Before leaving Tómo, I purchased a pair of the beautiful feather-work borders, before alluded to, for which I paid £3 in silver dollars. Five Indians were procured to go with me, and at the same time take another small canoe, in which to bring back several articles that Senhor Antonio was much in want of. We paid the men between us, before going, with calicoes and cotton cloth, worth in England about twopence a yard, but here valued at 2s. 6d., and soap, beads, knives, and axes, in the same proportion. On the way, I got these Tómo Indians to give me a vocabulary of their language, which differs from that of the villages above and below them. We paddled by day, and floated down by night; and as the current was now tremendous, we got on so quickly, that in three days we reached Marabitanas, a distance which had taken us nine in going up.

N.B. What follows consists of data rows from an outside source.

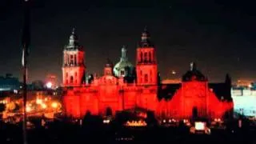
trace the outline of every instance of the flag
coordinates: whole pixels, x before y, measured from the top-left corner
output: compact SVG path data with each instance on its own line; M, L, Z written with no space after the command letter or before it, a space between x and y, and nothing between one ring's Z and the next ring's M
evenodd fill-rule
M25 61L26 61L26 56L29 54L29 46L30 44L30 2L28 0L24 2L24 20L23 20L23 29L22 36L22 64L25 66Z

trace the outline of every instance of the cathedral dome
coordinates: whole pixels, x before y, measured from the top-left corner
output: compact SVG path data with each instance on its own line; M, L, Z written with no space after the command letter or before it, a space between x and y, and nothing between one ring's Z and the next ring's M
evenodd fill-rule
M194 62L190 63L190 70L182 76L182 82L190 81L207 81L207 78L198 70Z
M132 74L134 66L128 61L127 50L123 46L120 61L114 66L114 74L117 77L126 77Z

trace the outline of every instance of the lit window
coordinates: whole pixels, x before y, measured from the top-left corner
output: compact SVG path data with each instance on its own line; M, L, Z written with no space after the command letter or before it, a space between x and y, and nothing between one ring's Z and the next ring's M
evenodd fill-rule
M148 75L147 74L145 74L145 76L144 76L145 78L144 78L144 79L145 79L145 82L148 82Z
M74 81L74 78L73 76L70 77L70 83L72 84L73 83L73 81Z

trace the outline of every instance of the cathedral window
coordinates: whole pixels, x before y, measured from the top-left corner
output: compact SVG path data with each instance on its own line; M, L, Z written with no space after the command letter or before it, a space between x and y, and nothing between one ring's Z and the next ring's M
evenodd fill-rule
M125 71L124 70L121 70L121 76L125 76Z
M70 55L70 64L74 64L73 55Z
M74 78L73 76L70 77L70 83L73 84Z
M74 54L74 65L77 64L77 54Z
M70 64L70 55L69 54L66 54L66 57L67 57L67 64Z
M141 58L141 62L143 62L143 54L142 52L141 52L141 55L140 55L140 58Z
M149 62L151 62L151 61L152 61L152 60L151 60L151 52L149 53L149 58L150 58L150 59L149 59Z
M144 62L147 62L148 58L147 58L147 53L144 53Z
M148 78L148 78L148 75L147 75L147 74L145 74L145 75L144 75L144 81L145 81L145 82L148 82L148 81L149 81Z

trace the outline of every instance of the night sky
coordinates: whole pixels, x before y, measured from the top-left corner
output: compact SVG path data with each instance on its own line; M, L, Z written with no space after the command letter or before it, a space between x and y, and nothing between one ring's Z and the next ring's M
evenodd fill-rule
M211 82L224 81L226 73L234 80L255 80L254 5L222 1L32 0L29 80L44 80L47 74L62 80L62 50L73 27L89 73L102 74L108 58L118 62L122 45L134 63L145 26L163 79L179 78L195 62ZM21 78L22 18L21 0L0 1L2 75Z

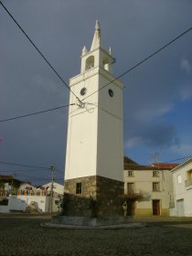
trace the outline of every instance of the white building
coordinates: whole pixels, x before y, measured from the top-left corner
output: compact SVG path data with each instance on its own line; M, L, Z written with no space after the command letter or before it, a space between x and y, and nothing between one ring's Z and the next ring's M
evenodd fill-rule
M175 216L192 216L192 157L172 170Z
M124 194L129 215L169 216L174 205L171 169L176 164L141 165L124 157Z
M20 186L17 195L10 195L8 206L0 208L0 211L27 211L36 210L38 212L50 212L50 190L51 183L43 185L40 188L36 188L28 183ZM58 212L58 201L63 195L64 187L59 183L53 183L52 212Z
M115 214L114 200L123 192L123 86L112 74L113 62L97 21L91 49L82 49L80 73L69 80L65 192L80 199L73 199L79 205L70 207L72 215L88 214L91 196L101 202L99 215Z

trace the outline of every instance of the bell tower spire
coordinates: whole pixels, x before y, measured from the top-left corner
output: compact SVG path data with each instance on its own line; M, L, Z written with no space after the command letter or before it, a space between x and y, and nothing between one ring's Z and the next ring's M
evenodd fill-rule
M112 75L113 62L111 48L101 46L96 21L91 50L82 49L80 73L69 80L70 88L83 101L80 105L69 94L64 187L69 198L69 216L90 216L91 198L98 203L98 216L121 214L123 85Z
M102 47L101 27L99 21L96 20L91 49L88 51L85 47L82 49L80 72L84 73L92 68L100 67L112 74L112 63L114 63L114 58L111 50L105 50Z
M93 36L91 51L100 47L101 47L101 33L100 22L96 20L95 33Z

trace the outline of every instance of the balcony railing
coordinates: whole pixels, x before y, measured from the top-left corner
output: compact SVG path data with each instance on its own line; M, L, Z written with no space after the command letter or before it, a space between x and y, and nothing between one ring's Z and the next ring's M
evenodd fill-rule
M192 186L192 178L191 178L191 179L187 179L187 180L185 181L185 183L186 183L186 187Z

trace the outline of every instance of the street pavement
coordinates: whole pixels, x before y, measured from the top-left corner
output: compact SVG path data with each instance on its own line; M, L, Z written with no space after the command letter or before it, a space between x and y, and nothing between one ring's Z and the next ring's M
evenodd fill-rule
M141 227L69 229L40 226L50 215L0 214L0 255L192 256L192 218L136 219Z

Here I stayed a week with the Commandante, who had invited me when at Guia. I, however, did little in the collecting way: there were no paths in the forest, and no insects, and very few birds worth shooting. I obtained some very curious half-spiny rodent animals, and a pretty white-marked bird, allied to the starlings, which appears here only once a year in flocks, and is called "Ciucí uera" (the star-bird).

The inhabitants of Marabitanas are celebrated for their festas: their lives are spent, half at their festas, and the other half in preparing for them. They consume immense quantities of raw spirit, distilled from cane-juice and from the mandiocca: at a festa which took place while I was here, there was about a hogshead of strong spirit consumed, all drunk raw. In every house, where the dancing takes place, there are three or four persons constantly going round with a bottle and glass, and no one is expected ever to refuse; they keep on the whole night, and the moment you have tasted one glass, another succeeds, and you must at least take a sip of it. The Indians empty the glass every time; and this continues for two or three days. When all is finished, the inhabitants return to their sitios, and commence the preparation of a fresh lot of spirit for the next occasion.